But, i assume, everything has a limit. The smallest node currently is 18A or 1.8nm, think it was samsung that has the current lead in terms of smallest node.
The article does continue on saying it will probably take decades to replace it as an industry standard. Then there's quantum computing, destroying any classical binary computing system by to the power of 10 in terms of raw computing power.
But nothing in our current digital world is ready for quantum computing, security being the biggest problem, if a quantum computer can hack a 2048 bit satellite encryption in seconds it's a big big problem, but I digress.

Do you guys think this new type of semi conductor will be the next silicon with classical computing systems ? And if so, would it really take decades for it be commercially available?


----------



## lexluthermiester (Aug 3, 2022)

KapiteinKoek007 said:


> Then there's quantum computing, destroying any classical binary computing system by to the power of 10 in terms of raw computing power.

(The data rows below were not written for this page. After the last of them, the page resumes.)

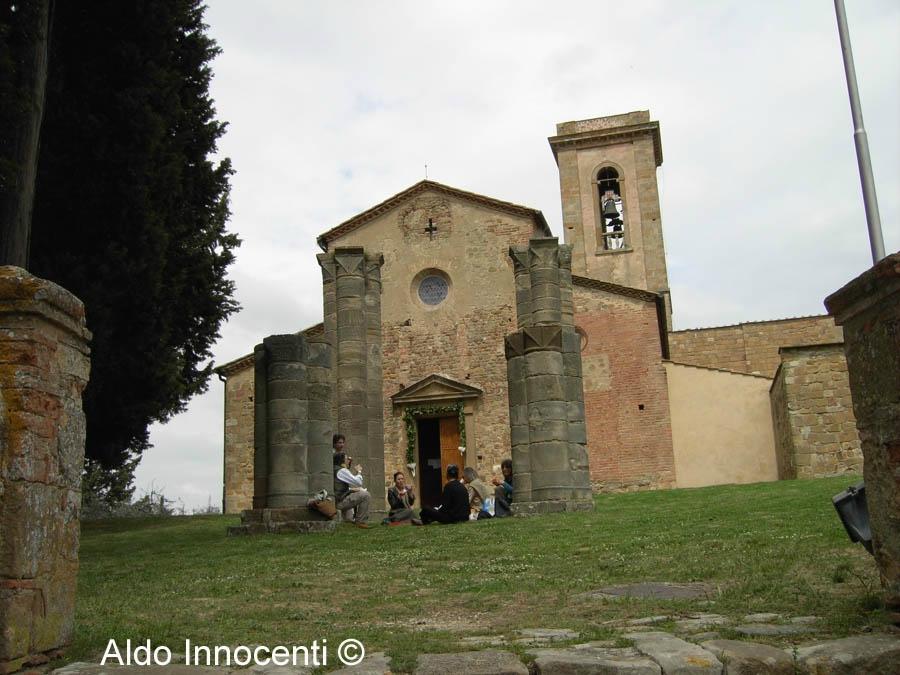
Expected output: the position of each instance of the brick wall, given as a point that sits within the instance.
(462, 337)
(750, 347)
(815, 429)
(629, 448)
(239, 440)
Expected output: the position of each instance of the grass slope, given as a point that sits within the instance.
(774, 547)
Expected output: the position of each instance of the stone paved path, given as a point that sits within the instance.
(653, 652)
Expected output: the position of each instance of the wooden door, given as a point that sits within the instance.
(450, 454)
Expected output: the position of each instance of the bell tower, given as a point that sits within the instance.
(610, 200)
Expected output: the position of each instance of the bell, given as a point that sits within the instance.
(609, 209)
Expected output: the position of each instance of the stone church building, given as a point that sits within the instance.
(751, 402)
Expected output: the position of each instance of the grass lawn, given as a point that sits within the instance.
(770, 547)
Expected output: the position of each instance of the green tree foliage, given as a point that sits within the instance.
(131, 209)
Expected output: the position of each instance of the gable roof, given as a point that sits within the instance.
(246, 361)
(628, 291)
(428, 185)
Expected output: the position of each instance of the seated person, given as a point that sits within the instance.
(503, 489)
(478, 492)
(349, 493)
(454, 506)
(401, 497)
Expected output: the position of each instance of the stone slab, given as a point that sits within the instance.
(762, 617)
(675, 656)
(592, 661)
(548, 634)
(647, 620)
(657, 590)
(490, 640)
(489, 662)
(771, 629)
(749, 658)
(870, 654)
(696, 622)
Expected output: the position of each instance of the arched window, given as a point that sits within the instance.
(612, 210)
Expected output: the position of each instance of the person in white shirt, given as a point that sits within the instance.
(349, 493)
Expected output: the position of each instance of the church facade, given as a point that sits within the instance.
(661, 408)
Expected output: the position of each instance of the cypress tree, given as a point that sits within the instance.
(131, 210)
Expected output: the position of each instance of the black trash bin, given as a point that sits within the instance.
(854, 513)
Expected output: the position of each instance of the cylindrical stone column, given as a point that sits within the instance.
(286, 421)
(374, 467)
(521, 267)
(551, 475)
(566, 299)
(319, 395)
(518, 415)
(544, 273)
(351, 352)
(329, 316)
(260, 414)
(577, 432)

That is a myth. Quantum computers do some work very fast, but they will never replace traditional computers. Even if someone comes up with a room temperature QBit IC, they still will not replace transistors. They don't work the same way.



KapiteinKoek007 said:


> Do you guys think this new type of semi conductor will be the next silicon with classical computing systems ?


Who knows. Some thought Gallium Arsenide would be the Silicon replacement, then Gallium Nitride and so on. We need something though. Silicon is reaching it's limits very quickly.


----------



## KapiteinKoek007 (Aug 3, 2022)

lexluthermiester said:


> That is a myth. Quantum computers do some work very fast, but they will never replace traditional computers. Even if someone comes up with a room temperature QBit IC, they still will not replace transistors. They don't work the same way.

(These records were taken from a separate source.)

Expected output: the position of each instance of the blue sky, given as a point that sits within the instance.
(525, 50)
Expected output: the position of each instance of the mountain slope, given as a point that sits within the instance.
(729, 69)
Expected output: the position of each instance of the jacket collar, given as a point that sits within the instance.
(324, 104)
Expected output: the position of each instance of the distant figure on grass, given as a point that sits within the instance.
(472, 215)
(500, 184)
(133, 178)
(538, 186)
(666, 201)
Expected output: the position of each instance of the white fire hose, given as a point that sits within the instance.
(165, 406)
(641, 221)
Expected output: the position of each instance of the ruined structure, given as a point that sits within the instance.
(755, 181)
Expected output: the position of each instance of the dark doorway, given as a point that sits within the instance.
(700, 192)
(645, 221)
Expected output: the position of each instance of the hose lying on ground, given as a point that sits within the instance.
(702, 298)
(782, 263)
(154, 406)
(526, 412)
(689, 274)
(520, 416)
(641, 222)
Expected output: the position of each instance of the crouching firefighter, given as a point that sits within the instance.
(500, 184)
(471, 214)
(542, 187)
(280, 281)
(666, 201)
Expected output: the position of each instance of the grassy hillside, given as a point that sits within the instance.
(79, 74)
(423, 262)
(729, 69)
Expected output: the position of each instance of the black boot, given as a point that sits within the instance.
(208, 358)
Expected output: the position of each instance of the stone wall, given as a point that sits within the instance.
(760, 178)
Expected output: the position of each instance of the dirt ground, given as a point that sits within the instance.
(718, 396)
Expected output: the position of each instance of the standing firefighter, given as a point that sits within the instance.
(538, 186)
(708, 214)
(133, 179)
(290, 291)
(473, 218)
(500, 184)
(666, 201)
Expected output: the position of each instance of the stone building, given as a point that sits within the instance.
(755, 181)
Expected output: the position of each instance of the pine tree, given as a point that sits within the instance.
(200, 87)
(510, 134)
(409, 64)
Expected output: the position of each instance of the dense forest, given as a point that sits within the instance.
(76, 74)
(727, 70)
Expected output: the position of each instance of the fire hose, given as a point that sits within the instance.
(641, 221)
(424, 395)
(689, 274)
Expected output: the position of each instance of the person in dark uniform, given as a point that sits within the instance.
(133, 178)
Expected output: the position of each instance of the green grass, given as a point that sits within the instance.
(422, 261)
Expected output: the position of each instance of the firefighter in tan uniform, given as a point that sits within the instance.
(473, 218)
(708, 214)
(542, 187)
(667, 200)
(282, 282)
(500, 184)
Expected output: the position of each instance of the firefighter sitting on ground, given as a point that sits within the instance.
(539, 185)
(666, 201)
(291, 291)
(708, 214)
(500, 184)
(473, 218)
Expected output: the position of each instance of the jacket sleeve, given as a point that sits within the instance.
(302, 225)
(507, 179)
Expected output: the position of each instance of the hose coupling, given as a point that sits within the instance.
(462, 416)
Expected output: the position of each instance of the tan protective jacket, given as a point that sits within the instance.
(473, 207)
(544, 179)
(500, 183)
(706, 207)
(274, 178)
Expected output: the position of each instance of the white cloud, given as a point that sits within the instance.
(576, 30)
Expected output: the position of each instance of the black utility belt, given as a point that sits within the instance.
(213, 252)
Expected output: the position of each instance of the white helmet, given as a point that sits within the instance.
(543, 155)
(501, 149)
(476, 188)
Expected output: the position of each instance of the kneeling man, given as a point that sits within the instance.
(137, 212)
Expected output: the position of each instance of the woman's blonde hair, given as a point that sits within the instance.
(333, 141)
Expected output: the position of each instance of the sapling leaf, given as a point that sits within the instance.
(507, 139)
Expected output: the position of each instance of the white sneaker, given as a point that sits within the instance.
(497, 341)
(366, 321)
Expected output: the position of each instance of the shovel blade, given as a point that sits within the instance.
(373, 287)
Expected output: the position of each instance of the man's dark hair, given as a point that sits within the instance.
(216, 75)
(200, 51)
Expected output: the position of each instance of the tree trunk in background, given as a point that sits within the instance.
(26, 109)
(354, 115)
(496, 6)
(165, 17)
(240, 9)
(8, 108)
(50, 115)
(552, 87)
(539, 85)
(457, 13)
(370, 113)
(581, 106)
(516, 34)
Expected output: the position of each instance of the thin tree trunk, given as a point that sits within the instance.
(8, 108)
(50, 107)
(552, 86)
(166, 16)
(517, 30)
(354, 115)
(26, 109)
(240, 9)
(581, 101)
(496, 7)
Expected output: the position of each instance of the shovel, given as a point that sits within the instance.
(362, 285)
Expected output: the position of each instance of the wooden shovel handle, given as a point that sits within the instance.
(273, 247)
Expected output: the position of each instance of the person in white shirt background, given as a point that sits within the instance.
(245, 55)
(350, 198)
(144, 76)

They don't work the same way because no one has written an foundation algorithm yet. BMW for example did use its own quantum dwave hybrid system to calculate the best position for sensor location in their vehicles, a task that would've taken 70 times slower when done with a classical supercomputer. But if IBM already has an 127 qubit (albeit not at room temperature) they are going to replace classical systems, china's Zuchongzhi 2.1 performs quantum computing 10 million times faster than google's sycamore computing system, and Google sycamore did a task in 2019 in *200 seconds* that Google claimed, would take a conventional binary system *10.000* years to complete.
Yes, there is no practical use for quantum computing yet. So all that computing power is useless for the most part right now. But, how many practical use was there for binary computing back in 1945 when The ENIAC was created?  I'm guessing not alot. It's a matter of time in terms of quantum computing. They will replace classical systems, they just have to find a way to have it function with room temps.


lexluthermiester said:


> Who knows. Some thought Gallium Arsenide would be the Silicon replacement, then Gallium Nitride and so on. We need something though. Silicon is reaching it's limits very quickly.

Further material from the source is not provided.